The executive secretary of Nigeria Christian Pilgrims Commission, Rev Yakubu Pam has given a rundown of the last 18 months in office while also explaining why investment in pilgrimage is not a waste.
Pam addressed journalists in Lagos on Wednesday, December 22. He was appointed the Executive Secretary of the commission in July 2020 by President Mohammadu Buhari.
The NCPC boss whose job is to supervise travels to holy sites across the world told journalists that the last 18 months in the saddle have been an exciting one for the commission.
He said since he came on board, the commission has experienced some positive changes. “We have had to go round some of the governors in Nigeria and establish some firm relationship with them. The relationship has yielded great fruit. We have had our first pilgrimage exercise and it was very successful.”
He said apart from Jerusalem and Egypt, Jordan has been added to the destination sites for pilgrims. “As it is now, there are about 70 holy sites in Jordan alone. As we talk there are people in Jordan on pilgrimage.”
Pam said the commission has also been able to build on the reputation of Nigerians outside the country. “We have been able to insist that Nigerians deserve the respect accorded citizens of other countries in all the pilgrimage sites. Before now, Nigerians were not given due respect. We have also been able to make arrangements for direct flights from Nigeria to Israel. The flight to Israel will be once a week. We are working on that right now.”
Those who abscond during pilgrimage
He said the commission has also been able to tackle cases of people absconding while on pilgrimage. “In some years back there were many cases of people absconding when they go on pilgrimage. There was a time almost half of those who went on pilgrimage from a particular state absconded. But that has become history now. But the last pilgrimage we had, nobody absconded. This is really encouraging.”
One of the steps taken by the commission is to limit those traveling for pilgrimage to age 40 above and also ensure that only married people are allowed to travel. He said there are however cases of people who want to do family pilgrimage where there are young people in the family. In that case, we allow them such privilege.”
Pam said many of the governors have been doing well in terms of sponsoring pilgrims. He noted that even states in the north like Katsina and Nasarawa have been doing great in their sponsorship of pilgrims to holy sites around the world.
He recalled that the commission has had to play some roles in enhancing the unity of the country. “We have had to go round the country to douse the tension in the land. During the Endsars protest, we were able to meet with young people in Jos and dialogue with them. And they reasoned along with us that we must not play with the sovereignty of the country.”
Curbing corruption in NCPC
On moves he has made to curb corruption in the commission, he said, “Our watchword is transparency. I don’t take money that does not belong to me in the commission and we ensure that issues of procurement are advertised and properly monitored. We give contracts to qualified people and we don’t interfere as soon as contracts are awarded. There are contractors who handle the pilgrims right from when they get to the airport of the destination country. So the commission does not deal with some sensitive issues that will expose it unnecessarily.”
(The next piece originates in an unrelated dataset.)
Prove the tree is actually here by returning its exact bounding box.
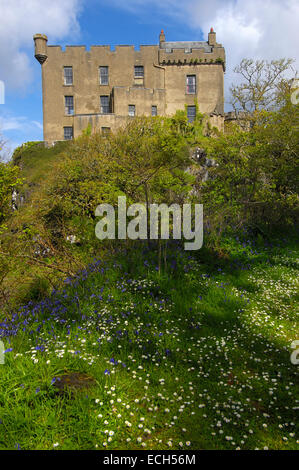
[200,90,299,235]
[230,59,295,114]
On the propriety of using government funds to sponsor pilgrims, he said, “Only those who can’t afford to go on their own that enjoy government sponsorship. Right now, we have a lot of private individuals coming up to sponsor people on pilgrimage. And many go on self sponsorship. We are also working on a scheme whereby people can save money towards pilgrimage.”
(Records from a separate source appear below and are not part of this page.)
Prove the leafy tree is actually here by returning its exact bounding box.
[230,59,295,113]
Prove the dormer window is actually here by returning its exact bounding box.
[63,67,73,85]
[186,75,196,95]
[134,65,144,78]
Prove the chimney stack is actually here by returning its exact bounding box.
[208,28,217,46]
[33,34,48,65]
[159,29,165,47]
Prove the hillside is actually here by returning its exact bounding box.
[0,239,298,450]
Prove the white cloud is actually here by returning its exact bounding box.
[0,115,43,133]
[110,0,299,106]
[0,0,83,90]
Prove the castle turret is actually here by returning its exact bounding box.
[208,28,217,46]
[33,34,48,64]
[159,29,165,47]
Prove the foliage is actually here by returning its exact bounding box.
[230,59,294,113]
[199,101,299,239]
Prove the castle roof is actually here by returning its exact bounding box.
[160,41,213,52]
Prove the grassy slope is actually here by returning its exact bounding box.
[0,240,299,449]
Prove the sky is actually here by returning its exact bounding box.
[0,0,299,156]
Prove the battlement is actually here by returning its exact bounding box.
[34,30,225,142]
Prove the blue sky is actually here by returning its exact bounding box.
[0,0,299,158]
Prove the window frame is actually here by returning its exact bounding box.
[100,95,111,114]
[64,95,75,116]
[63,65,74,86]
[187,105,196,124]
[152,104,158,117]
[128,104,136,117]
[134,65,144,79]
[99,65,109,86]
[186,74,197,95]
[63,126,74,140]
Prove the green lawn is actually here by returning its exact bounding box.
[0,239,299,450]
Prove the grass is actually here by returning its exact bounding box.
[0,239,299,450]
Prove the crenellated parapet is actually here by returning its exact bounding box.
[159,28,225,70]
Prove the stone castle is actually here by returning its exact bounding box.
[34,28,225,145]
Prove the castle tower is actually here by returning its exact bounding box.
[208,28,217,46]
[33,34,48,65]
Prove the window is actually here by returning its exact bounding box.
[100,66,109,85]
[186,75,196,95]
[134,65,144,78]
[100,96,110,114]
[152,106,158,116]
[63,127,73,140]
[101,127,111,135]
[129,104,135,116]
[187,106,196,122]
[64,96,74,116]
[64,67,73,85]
Investment in pilgrimage, not a waste
He said investment in pilgrimage is not a waste as some people think. “The dream of many Christians is to get to the holy land and see some of these historical sites. Many old men and women see it as a lifetime aspiration and something that helps to enliven their faith. When some of them get there, they are overwhelmed and full of joy. Going on pilgrimage is therapeutic for some people. They take time to pray for their sponsors and have this sense of fulfillment. I do not see the investment on pilgrimage as a waste of government resources.”
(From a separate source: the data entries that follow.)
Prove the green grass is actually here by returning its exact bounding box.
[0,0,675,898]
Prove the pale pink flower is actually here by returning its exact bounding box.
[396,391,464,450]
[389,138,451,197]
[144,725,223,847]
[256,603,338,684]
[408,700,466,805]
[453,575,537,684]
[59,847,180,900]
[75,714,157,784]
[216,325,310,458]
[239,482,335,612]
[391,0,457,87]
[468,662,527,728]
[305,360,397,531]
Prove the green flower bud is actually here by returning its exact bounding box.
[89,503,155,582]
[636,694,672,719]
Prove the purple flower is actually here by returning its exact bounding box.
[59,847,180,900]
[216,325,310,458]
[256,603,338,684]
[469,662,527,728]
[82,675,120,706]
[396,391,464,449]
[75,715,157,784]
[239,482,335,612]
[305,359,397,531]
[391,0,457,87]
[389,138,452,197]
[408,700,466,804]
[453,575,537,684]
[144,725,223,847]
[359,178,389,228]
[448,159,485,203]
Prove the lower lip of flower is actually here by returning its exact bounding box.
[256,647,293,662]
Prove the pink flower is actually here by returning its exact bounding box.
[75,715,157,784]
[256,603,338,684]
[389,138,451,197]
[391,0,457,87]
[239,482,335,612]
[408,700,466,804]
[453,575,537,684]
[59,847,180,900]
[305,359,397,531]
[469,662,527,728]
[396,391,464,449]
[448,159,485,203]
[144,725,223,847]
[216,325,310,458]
He said it is not the money given to pilgrimage that is making the country slide economically. “Stopping the sponsorship of pilgrims will not stop stealing in government. That is not what is causing corruption in the system. By the way, we are now even encouraging private individuals and churches to take on more sponsorship. We appreciate the states that have been doing well in this regard”
He called on churches to take the responsibility of educating their members on the essence of pilgrimage and also discourage them from absconding when they go on pilgrimage.
On making some of the holy sites in Nigeria attractive to foreigners, he said, “We acknowledge that there some places in Nigeria that have spiritual significance for Christians. If we are going to incorporate them into the sites we visit, we will have to amend the act that sets up the commission. Right now, the act does not include those sites in Nigeria. But it is a great idea and we hope we are able to incorporate them.”
He said the NCPC has been able to make appreciable progress on its building in Abuja. The structure according to Rev Pam who is also the Chairman of the Northern Christian Association of Nigeria will be completed by 2022.